Mapping Product Risk

One of the things I’m continuously asked for as a test manager is a map of the risk in the product. The idea is, this will allow both greater transparency of “problematic areas” in need of rework, and allow teams to make better risk assessments and decisions going ahead. Now, I have a few thoughts about this already (outlined below) but I do want to attempt it and see if there’s value to be had here. Thinking this through the most basic level of “product risk” as per the expectations of those asking for it is…

Incidence of error VS severity of error VS visibility of error
so…
Number of bugs in an area VS how critical the area is to users VS existing tests/checks we run in the area

Couple of crude worked examples of that thinking…

Feature A is “low risk” because it historically has few bugs, moderate mission-criticality (an error here would be unlikely to require immediate patching) and reasonable coverage.

Feature B is “high risk” because it historically has moderate levels of bugs, high mission criticality (a problem here requires immediate patching) and low coverage.

I could proceed on that basis, map out the historic incidence of bugs, their significance, and response to them. It would take a lot of time. I am concerned it would be a low value exercise for a few reasons - just because we’ve had a lot of bugs in an area, does that really make it high risk? What if that’s the only area where we have been adding features, for instance? This could be mitigated perhaps by dividing by points or stories delivered in an area, but eh, the water gets muddy pretty quick thinking along those lines. Also, maintaining a map like this is an ongoing expense - we have to keep pace with the new bugs over time.

This is ignoring other issues, that… risk is not static or linear or like-for-like comparable, not entirely in the product or even similar for different teams with different experience levels, and a nagging question of whether a map even makes sense for the kind of data we’re describing here.

The problem I have, then, is low confidence that this is a valuable exercise, limited options in doing a “small scale” experiment to see if it does provide value (I can’t see how this works unless I go “all in”)… but few other suggestions for how I can provide the stakeholders this same value of at-a-glance visibility of risk from which to both track trends and forecast this in new work.

Caveat - I absolutely have an idea of the areas I feel are high risk, backed by a large amount of extant data which allows me to do my job. But this knowledge is human, fluid and more nuanced than any distillation I can imagine right now. I don’t see an obvious way of packaging something this many-layered into something others could just glance over and scoop up, and I’m concerned that this “dead data” could actually be detrimental - actually, I/testers/quality focused individuals in teams provide this value best by being a human who is available, keeping track of change and working with other humans to help them work through issues of risk, develop their own understanding and help design our approach to product changes.

Would love any thoughts, ideas or opinions - or alternatives, to provide that same value.

To be perfectly frank, I have mostly the same questions as you.
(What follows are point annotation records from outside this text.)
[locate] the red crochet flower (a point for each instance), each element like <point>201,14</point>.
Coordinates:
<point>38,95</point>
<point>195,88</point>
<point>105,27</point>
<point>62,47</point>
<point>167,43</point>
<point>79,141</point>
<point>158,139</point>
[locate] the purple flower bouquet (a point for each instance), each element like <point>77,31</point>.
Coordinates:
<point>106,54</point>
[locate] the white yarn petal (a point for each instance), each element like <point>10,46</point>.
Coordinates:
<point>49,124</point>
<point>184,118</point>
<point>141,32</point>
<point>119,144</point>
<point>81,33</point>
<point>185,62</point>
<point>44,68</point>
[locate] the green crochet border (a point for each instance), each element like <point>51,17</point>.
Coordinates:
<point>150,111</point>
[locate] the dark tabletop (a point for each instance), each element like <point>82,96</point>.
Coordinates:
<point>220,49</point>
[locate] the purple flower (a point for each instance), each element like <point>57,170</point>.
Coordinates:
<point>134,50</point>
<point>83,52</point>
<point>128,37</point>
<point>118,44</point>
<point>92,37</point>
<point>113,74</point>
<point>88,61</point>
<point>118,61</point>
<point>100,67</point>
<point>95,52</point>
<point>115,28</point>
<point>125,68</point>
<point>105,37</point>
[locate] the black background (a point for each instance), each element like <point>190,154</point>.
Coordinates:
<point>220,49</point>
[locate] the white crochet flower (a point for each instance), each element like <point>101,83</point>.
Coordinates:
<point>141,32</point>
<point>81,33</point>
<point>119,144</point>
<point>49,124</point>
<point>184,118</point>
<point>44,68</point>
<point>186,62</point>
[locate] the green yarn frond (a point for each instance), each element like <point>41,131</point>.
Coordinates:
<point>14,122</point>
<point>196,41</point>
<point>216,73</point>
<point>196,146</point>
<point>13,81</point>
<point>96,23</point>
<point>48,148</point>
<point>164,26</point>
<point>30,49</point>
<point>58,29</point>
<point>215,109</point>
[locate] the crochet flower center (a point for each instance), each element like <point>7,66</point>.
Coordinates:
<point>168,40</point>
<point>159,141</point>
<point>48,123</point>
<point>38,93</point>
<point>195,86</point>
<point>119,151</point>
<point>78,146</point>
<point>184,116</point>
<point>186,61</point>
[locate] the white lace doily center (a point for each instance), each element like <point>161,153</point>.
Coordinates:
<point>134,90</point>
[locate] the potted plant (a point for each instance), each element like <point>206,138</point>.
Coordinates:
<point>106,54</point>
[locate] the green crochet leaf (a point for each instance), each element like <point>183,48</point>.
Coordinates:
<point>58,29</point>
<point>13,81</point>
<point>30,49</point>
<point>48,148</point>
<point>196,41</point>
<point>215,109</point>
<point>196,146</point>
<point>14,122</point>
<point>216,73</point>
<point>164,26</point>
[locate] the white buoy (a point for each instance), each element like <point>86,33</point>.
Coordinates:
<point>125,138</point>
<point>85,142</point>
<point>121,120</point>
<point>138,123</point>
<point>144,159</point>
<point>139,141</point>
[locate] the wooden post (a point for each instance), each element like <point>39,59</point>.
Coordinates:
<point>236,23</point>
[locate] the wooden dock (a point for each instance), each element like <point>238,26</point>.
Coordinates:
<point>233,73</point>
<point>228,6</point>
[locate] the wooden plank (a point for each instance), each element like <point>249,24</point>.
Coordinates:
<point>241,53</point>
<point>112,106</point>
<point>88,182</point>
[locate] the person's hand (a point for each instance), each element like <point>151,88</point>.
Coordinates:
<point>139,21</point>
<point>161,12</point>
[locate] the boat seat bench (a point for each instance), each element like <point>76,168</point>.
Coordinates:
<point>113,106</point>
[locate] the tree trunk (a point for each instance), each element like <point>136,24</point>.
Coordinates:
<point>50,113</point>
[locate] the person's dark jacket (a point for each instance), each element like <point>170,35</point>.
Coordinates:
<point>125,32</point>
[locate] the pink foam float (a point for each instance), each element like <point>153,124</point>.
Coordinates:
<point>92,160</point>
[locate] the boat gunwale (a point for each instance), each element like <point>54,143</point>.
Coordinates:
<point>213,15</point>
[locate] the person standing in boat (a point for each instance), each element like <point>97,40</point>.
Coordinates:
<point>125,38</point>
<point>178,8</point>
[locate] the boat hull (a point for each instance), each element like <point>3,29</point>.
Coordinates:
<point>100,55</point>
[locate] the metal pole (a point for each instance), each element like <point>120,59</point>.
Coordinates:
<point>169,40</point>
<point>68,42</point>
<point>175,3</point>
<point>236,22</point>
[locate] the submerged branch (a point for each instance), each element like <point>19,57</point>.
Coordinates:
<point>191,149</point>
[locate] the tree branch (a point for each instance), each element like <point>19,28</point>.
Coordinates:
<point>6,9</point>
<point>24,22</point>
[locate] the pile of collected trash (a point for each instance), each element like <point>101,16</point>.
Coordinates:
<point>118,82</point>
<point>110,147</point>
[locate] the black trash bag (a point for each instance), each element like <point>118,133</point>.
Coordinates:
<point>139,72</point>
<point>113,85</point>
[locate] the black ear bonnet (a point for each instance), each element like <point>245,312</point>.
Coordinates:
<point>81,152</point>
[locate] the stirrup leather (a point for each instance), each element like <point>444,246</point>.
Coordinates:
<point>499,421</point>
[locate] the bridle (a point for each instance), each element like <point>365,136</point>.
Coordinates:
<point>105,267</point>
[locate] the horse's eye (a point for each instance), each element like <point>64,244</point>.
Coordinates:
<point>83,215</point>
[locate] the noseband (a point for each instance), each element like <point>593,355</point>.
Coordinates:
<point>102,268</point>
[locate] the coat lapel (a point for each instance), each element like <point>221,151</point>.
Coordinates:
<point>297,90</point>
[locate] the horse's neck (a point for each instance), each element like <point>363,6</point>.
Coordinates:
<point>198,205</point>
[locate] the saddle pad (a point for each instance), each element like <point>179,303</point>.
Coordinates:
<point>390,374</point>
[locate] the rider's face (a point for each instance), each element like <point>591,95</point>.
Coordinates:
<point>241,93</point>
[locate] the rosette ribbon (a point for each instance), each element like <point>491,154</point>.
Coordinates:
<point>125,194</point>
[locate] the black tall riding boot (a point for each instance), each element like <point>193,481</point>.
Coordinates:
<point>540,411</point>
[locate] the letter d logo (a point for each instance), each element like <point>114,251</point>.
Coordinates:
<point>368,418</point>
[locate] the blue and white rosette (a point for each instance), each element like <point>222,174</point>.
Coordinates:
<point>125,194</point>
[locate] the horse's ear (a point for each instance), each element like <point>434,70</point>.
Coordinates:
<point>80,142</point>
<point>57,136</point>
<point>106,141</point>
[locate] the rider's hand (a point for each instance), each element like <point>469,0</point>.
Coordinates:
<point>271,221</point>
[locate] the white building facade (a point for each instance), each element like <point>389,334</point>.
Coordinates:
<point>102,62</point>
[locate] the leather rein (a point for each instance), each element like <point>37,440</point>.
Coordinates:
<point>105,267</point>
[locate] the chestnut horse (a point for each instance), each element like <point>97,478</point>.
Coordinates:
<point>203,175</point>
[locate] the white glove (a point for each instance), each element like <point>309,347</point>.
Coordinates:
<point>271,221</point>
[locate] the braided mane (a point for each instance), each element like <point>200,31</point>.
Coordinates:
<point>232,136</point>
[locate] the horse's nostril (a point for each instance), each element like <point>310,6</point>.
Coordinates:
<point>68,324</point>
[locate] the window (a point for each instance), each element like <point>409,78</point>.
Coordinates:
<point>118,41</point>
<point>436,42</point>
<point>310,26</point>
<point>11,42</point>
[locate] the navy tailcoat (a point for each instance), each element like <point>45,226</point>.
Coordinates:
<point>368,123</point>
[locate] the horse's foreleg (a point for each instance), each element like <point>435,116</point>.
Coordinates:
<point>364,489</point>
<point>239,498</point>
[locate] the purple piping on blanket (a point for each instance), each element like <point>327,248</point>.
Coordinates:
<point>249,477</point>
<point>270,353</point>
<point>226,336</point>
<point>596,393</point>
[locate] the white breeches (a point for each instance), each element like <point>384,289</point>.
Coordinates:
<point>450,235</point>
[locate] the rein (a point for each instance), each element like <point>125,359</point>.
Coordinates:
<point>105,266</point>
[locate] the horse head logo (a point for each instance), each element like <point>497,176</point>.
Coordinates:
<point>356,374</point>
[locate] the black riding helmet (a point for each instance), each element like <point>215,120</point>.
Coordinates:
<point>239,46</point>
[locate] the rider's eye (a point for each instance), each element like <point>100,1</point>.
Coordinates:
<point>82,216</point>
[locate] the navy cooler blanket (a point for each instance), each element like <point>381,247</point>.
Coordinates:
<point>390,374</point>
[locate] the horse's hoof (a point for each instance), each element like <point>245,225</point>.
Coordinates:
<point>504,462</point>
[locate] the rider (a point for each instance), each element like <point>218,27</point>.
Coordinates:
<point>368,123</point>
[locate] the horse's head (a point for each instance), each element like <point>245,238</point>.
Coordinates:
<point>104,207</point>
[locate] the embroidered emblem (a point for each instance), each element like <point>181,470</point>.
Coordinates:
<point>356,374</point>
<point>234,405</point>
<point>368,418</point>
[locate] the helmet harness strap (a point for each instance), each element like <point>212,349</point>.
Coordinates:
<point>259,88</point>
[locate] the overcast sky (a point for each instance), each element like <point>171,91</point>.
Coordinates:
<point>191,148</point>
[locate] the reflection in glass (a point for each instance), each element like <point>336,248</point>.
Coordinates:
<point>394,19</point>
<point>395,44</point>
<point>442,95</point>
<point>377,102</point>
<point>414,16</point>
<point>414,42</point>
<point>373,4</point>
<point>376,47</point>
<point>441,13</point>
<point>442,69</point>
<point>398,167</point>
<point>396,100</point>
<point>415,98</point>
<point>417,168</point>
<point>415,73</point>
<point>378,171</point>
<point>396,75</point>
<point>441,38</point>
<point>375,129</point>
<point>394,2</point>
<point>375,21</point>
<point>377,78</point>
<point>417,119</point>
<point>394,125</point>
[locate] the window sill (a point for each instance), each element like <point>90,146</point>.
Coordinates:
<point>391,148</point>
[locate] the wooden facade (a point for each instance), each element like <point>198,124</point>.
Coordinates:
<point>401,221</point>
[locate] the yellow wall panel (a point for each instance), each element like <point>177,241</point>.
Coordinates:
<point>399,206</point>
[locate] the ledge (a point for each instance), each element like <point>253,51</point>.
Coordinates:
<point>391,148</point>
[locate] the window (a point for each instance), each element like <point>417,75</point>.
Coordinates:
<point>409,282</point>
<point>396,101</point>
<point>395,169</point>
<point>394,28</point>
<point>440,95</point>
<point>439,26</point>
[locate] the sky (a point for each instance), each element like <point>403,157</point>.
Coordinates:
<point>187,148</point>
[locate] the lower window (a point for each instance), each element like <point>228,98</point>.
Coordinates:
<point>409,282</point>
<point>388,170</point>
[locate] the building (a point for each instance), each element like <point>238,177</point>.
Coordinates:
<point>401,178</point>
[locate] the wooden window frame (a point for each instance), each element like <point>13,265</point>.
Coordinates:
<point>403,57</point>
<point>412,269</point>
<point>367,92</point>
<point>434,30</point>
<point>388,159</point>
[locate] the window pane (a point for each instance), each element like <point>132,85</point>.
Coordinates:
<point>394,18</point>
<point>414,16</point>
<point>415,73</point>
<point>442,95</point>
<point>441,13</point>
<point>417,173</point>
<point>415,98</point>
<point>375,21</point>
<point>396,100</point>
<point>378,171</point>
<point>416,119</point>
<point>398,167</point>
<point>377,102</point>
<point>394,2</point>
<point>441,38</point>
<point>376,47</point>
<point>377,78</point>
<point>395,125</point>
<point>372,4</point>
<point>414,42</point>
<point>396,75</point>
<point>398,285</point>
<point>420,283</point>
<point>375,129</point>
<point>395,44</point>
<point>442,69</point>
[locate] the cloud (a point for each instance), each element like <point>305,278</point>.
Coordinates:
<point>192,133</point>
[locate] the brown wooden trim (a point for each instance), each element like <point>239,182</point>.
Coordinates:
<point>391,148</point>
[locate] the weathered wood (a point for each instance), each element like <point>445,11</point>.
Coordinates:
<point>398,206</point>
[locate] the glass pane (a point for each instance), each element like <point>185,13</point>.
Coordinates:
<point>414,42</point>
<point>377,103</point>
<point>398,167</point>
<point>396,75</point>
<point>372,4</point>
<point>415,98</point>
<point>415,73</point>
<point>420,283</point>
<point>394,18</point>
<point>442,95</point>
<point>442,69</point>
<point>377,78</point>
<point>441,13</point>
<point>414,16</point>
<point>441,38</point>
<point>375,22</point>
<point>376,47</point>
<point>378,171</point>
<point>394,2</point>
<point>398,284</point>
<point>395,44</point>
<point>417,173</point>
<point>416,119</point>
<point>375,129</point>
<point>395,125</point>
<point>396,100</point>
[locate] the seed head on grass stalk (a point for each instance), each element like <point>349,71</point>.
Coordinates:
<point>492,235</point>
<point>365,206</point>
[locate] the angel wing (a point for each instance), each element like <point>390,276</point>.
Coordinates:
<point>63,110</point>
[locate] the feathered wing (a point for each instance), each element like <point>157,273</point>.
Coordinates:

I have, to date, never seen a product risk mapping scenario which held more value than a short conversation with other team members. Also, the only teams I have participated in which used these maps were also teams that said "The certification says we must… " or "The standard says we must… " without even questioning why.

Then we spent more time discussing why something is a risk rather than mitigating the perceived risk.

Then we pretty much put the usual suspects in the testing-risk-matrix.

Then we don’t use the perceived risks which were documented to plan our testing efforts.

In other words, I don’t know how to do it correctly, but I can tell you a dozen ways of doing it wrong.

In my current position, I have the flexibility to leave out the mapping / matrix / excel sheet / whatever and present product risks in another way. I include them in the stories about the quality of the testing and the quality of the product. That is, when we plan the testing activities, we identify risk areas and include them in one step (i.e. “Session {ABC} is checking the {high risk scenario}”). Then I let the reader assume that we actually thought about the risk.

This works in our small team, for now. In some of the larger teams with more communication issues, this method may be problematic.